あらためて、負傷された方及びご家族、ご関係の方々に心よりお詫び申し上げますとともに、一日も早いご回復をお祈り申し上げます。
この事故に関連し、当社は総務省から平成22年2月4日に電気通信事業に使用する電柱の点検状況等に関して報告を求められておりましたが、本日報告を行いましたのでお知らせいたします。
平成20年度末時点における当社管内の電柱本数については約567万本となっており、計画的な点検、建替により安全の確保に努めている。当社の電柱の一部においては、内部に雨水等の影響で腐食が進みやすい鉄筋を用いた電柱(以下、管理対象柱)が存在し、本管理対象柱については、3年周期の点検を基本とし、点検結果に基づいた計画的な建替を行っている。平成19年度当初から今年度末までに約26万本を建替する予定であり、平成21年度末の保有数は約56万本を見込んでいる。また安全性の確保に向け、引き続き計画的な点検・建替を行い、平成34年度末までには全数の建替を完了する計画。
平成19年度以降15件の折損事故が発生している。
なお、人身事故は今回が初めてである。
平成22年1月25日(月)午前9時50分頃、当社保有の管理対象柱の建替工事に伴い、電力線を既存柱から新設柱へ移設する工事(東北電力発注工事)の中で、高圧ピン碍子のバインド線※1(両外線2本)を外した際に、架渉されているケーブル張力の合力が電柱の保有する強度を超えたことが原因と想定される。これに至る要因については以下に挙げる2つが考えられる。
当該管理対象柱については、調査結果により設計強度は満たしていたと推定される。また、移設作業前において各事業者間で張力の均衡が保たれていたと考えられるが、当該管理対象柱に対し当社と東北電力の間において、移設作業時に発生し得るケーブル張力による不平衡を解消する安全措置(仮支線の設置など)に関する事前打合せが不十分であった。
通常、電線移設作業時においては、新旧柱を捕縛すること、またはクレーンによる旧柱の吊上げなどにより倒壊を防止することが望ましいが、そうした倒壊防止措置に関する当社と東北電力との間の事前打合わせが不十分であった。また、東北電力及びその工事会社で不平衡荷重の発生する場合の工事手順に対する検討を行うこととはしていなかった。
東北電力管内においては、管理対象柱建替工事における移設作業前の安全措置については、当社と東北電力の双方が確認した上で、電柱所有者(当社)が実施することとし、その運用は次のとおりとする。

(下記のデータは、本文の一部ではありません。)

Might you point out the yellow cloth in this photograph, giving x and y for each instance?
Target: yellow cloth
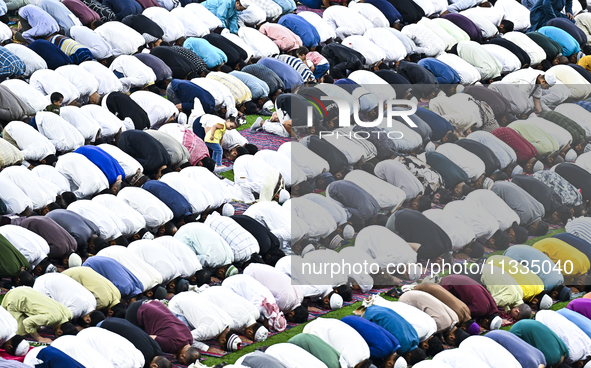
(561, 251)
(530, 283)
(105, 292)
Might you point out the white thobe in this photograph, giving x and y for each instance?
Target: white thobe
(32, 186)
(293, 356)
(186, 260)
(106, 220)
(61, 134)
(33, 145)
(244, 314)
(31, 59)
(156, 256)
(132, 220)
(85, 178)
(148, 275)
(82, 352)
(299, 155)
(197, 195)
(423, 323)
(124, 40)
(49, 81)
(34, 99)
(159, 109)
(67, 292)
(89, 128)
(173, 29)
(384, 246)
(386, 194)
(211, 249)
(117, 349)
(33, 247)
(108, 82)
(342, 337)
(99, 48)
(155, 212)
(206, 319)
(129, 164)
(458, 231)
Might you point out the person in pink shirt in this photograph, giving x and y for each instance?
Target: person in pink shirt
(283, 37)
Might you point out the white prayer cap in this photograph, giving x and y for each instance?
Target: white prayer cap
(400, 363)
(227, 210)
(74, 260)
(496, 323)
(182, 119)
(269, 105)
(550, 78)
(22, 348)
(309, 248)
(546, 302)
(518, 170)
(348, 232)
(336, 301)
(283, 196)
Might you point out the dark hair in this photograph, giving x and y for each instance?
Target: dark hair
(251, 148)
(416, 355)
(502, 240)
(300, 314)
(345, 292)
(508, 25)
(302, 50)
(435, 346)
(162, 362)
(542, 228)
(68, 328)
(56, 96)
(423, 203)
(16, 340)
(192, 355)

東北電力は、当社の移設作業前の安全措置の検討状況および実施状況について報告を受け、その内容を確認した後に、必要な倒壊防止措置を講じたうえで電力ケーブル移設等工事を行うこととする。
また、東北電力以外の電力各社においても、現行の管理対象柱建替工事における運用ルールを平成22年3月末までに再確認することで、ルールの明確化を図ることとする。
運用ルールの実施状況および移設作業前の安全措置ならびに倒壊防止措置の実施状況について適宜確認する。